As someone who suffers with food allergies, I understand that dining out sometimes feels like an obstacle course. Friends and family members may not understand the importance of allergy avoidance. You can plan ahead by alerting them to any food allergy that you or your child may have. You could say, “We are looking forward to joining you at the restaurant for dinner, but we want you to be aware that little Timmy has a peanut allergy. ” You may wish to contact the manager at the restaurant to alert them to your child’s allergen before arriving. Ask what options are available.  Realize that many people don’t realize that food allergies can be more than annoying, that they can in fact be life-threatening.

Some restaurants, like Red Robin, have an interactive allergen menu online to assist you in planning your menu before you arrive. This is very helpful when preparing your child for the meal. Have a serious talk with your child before arriving at the restaurant. Alert your child to the potential dangers of consuming their allergen. Be sure that they understand that they need to ask a parent’s permission before eating anything. Always carry your child’s twin-pack epinephrine auto-injector in case of accidental ingestion emergencies.

Alert your wait staff when you arrive as to your child’s allergen. You can ask them to alert you to any dishes that may contain the allergen. Keep your purse or bag nearby with your child’s epinephrine auto-injector at hand. Usually allergies cause mild symptoms such as a runny nose and itchy, watery eyes, but a food allergy exposure can cause a life-threatening anaphylaxis reaction.
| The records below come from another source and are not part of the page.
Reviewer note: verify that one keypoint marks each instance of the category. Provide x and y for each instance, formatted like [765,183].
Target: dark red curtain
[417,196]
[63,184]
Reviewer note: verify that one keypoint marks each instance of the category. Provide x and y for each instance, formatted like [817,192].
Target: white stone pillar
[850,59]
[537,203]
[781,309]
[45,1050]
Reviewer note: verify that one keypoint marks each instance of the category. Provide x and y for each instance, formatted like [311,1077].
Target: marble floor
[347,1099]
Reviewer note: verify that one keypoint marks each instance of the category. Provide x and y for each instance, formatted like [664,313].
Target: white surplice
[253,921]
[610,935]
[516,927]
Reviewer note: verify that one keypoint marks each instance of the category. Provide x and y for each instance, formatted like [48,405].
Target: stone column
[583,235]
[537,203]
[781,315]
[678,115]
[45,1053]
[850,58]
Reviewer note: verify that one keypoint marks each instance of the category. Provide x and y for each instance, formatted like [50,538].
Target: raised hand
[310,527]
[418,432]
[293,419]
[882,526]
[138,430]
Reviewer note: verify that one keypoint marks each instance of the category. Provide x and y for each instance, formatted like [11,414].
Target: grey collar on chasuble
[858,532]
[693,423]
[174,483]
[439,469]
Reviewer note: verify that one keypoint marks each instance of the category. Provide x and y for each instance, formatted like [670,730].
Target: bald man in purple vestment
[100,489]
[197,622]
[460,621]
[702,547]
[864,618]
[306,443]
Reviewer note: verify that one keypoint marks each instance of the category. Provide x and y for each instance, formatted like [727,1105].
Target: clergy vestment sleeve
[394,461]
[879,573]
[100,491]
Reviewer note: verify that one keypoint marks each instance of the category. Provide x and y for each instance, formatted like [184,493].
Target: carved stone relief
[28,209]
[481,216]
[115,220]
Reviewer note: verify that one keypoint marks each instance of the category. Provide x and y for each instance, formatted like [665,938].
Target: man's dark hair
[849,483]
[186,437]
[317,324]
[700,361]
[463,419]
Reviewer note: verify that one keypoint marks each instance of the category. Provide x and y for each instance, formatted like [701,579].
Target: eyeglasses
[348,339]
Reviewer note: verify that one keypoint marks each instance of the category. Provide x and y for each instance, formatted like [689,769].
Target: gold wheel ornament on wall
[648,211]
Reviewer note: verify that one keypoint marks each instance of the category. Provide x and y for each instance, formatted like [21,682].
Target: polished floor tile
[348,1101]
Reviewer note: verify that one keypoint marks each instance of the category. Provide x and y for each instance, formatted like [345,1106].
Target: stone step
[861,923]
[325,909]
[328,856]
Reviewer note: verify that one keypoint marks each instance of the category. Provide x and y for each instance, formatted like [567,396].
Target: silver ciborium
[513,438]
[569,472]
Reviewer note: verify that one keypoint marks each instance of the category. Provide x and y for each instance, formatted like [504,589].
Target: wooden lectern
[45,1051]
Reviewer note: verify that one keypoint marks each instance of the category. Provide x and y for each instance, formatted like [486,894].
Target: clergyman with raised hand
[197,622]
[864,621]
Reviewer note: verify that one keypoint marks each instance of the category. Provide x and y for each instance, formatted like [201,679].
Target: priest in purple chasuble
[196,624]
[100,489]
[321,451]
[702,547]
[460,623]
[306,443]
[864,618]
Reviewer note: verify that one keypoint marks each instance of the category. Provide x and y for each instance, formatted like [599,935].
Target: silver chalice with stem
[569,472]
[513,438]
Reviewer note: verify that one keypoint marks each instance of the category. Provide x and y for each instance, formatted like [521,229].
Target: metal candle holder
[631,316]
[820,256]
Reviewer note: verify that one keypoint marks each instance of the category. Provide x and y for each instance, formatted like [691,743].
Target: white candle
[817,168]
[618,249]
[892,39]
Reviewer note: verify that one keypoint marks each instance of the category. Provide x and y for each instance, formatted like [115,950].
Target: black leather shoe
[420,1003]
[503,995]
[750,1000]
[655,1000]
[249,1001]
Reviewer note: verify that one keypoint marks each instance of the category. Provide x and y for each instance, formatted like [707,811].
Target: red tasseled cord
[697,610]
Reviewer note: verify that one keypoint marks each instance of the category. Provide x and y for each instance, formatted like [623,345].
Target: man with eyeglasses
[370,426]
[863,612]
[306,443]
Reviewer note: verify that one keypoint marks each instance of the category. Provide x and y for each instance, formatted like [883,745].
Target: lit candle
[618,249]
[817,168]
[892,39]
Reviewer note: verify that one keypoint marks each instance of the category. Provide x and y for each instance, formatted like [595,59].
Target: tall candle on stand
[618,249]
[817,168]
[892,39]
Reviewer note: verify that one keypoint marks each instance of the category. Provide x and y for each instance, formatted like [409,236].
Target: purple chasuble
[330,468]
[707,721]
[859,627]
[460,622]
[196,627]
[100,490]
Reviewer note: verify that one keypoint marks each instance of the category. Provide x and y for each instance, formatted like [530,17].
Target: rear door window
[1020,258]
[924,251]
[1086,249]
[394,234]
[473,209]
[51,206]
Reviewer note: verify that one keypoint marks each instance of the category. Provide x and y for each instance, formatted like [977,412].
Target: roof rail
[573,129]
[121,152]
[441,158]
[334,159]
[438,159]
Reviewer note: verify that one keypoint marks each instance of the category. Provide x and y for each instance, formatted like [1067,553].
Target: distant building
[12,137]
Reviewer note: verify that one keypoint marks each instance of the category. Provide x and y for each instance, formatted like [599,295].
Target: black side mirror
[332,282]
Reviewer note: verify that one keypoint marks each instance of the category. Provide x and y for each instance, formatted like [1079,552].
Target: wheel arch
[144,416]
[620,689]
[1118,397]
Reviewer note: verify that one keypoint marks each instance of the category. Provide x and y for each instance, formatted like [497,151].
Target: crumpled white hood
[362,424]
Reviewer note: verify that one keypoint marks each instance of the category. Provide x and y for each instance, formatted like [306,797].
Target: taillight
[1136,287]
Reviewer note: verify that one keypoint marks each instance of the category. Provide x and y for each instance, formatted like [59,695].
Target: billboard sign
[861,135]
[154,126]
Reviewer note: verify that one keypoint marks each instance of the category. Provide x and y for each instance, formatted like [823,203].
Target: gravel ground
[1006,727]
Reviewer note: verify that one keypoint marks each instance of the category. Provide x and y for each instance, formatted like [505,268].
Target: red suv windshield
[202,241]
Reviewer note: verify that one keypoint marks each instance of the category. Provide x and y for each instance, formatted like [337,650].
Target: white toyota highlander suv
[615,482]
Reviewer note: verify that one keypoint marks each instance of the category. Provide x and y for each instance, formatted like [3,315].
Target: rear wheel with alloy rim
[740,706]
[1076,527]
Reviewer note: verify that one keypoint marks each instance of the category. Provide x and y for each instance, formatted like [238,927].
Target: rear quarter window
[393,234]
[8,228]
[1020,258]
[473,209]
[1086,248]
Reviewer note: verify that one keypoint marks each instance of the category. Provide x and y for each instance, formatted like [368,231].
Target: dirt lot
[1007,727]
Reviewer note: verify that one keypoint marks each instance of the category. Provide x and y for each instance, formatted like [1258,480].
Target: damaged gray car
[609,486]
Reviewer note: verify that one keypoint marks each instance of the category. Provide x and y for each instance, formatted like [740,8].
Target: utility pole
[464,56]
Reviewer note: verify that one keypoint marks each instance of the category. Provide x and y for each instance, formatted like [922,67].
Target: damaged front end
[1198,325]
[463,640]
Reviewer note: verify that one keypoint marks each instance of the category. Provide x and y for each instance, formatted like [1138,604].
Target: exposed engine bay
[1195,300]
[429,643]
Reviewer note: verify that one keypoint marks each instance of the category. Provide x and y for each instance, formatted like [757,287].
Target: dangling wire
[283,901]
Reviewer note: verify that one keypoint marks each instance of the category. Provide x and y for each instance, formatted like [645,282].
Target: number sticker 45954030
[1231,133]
Symptoms can include shortness of breath, swelling of the tongue, lips or throat, nausea, vomiting, diarrhea, and even hives. Allergies to food, insect stings and medication can be associated with this type of anaphylaxis reaction. Take any exposure to your child’s allergen seriously.

The twin-pack epinephrine auto-injectors are designed to inject into the child’s thigh through clothing in case of an emergent anaphylaxis type reaction. After injecting the epinephrine, dial 911 for emergent help. Anytime epinephrine is used, 911 should be called. If the ambulance does not arrive within a few minutes and the symptoms of anaphylaxis return, use the second epinephrine injector in the same manner as the first.

Although food allergies are serious, with careful planning they can be avoided. Be prepared and alert your host. Enjoy dining out and keep your twin-pack epinephrine auto-injector handy!